I'd played the Kerouac benefit at the Flamingo on Saturday night, and tho I'd been promised a little something to help defray my expenses, no lagniappe was forthcoming as it was felt more appropriate to spend money on renovating the house inherited by the late literary giant's brother-in-law, who hated him, than to see to the upkeep of a living literary dwarf who'd come 750 miles at their request to spill his musical guts out onto MLK Street in the middle of the night.
What should happen and what the money should be spent on is of course a movement to get the City of St Pete to eminent domain the joint and make it a small museum - hell, they've spent a million or more on Salvador Dali who never had a single drink at the Flamingo.
Jack's house is very small; I can see it now, the interior roped off to deter the souvenir collectors.

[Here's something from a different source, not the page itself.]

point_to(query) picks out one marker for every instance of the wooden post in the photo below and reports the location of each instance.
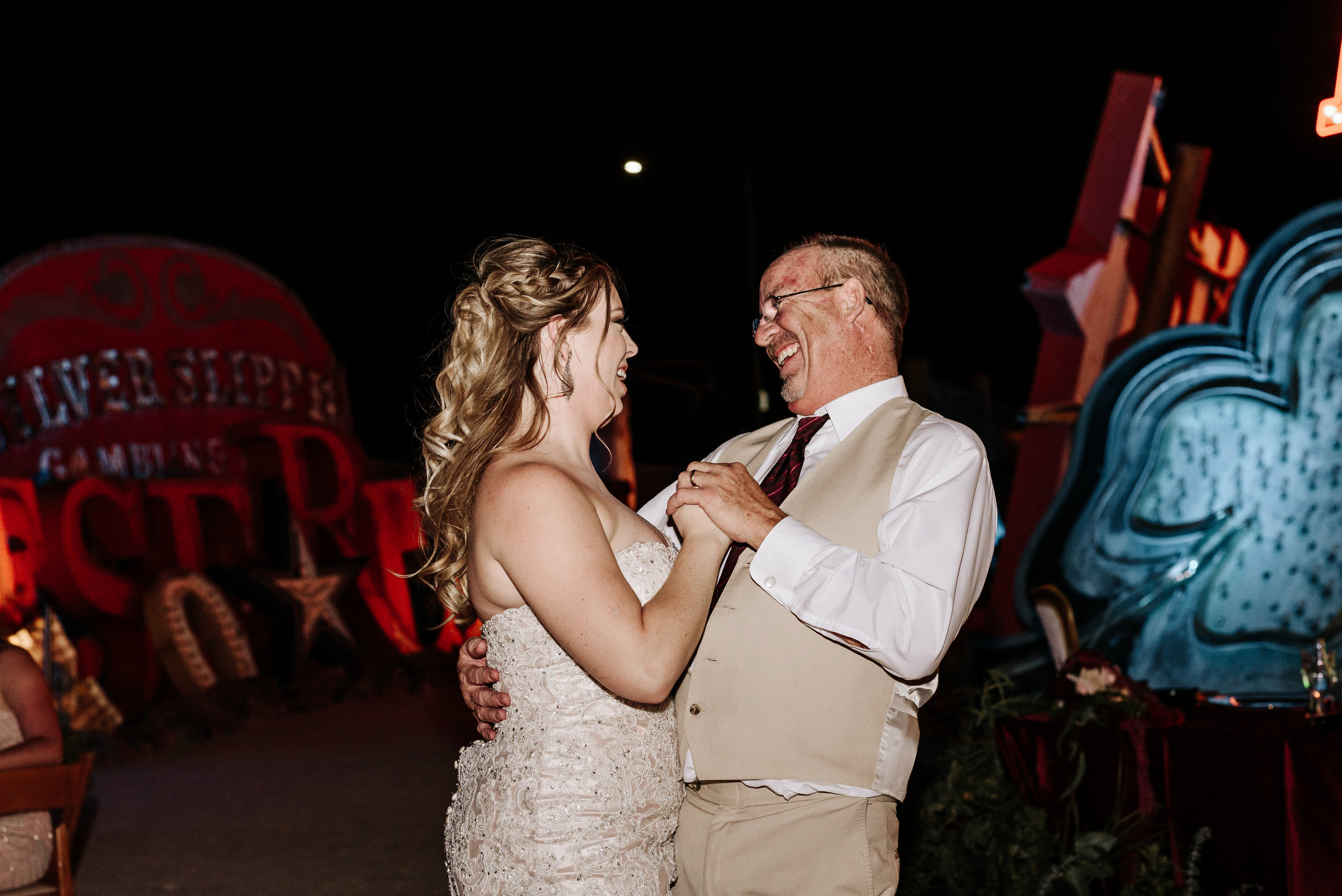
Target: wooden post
(1171, 241)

Here's Jack's TV which he watched all the time to avoid talking to Stella, Here's Jack's desk, chair and Smith-Corona typewriter where he was unable to put on paper a single thought that wasn't jammed with "fear and hate and doubt" as Ronny Elliott says, in Jack's St Pete Blues.
Well, what the hell, Jack didn't really make a dime while he was alive, either.
Tomorrow (Tuesday) night my good friends Pat Barmore and Pete Gallagher have put together a really good show at Beak's Old Florida here in St Pete on Central Avenue, at which I, that is to say, me, will be appearing. You should come.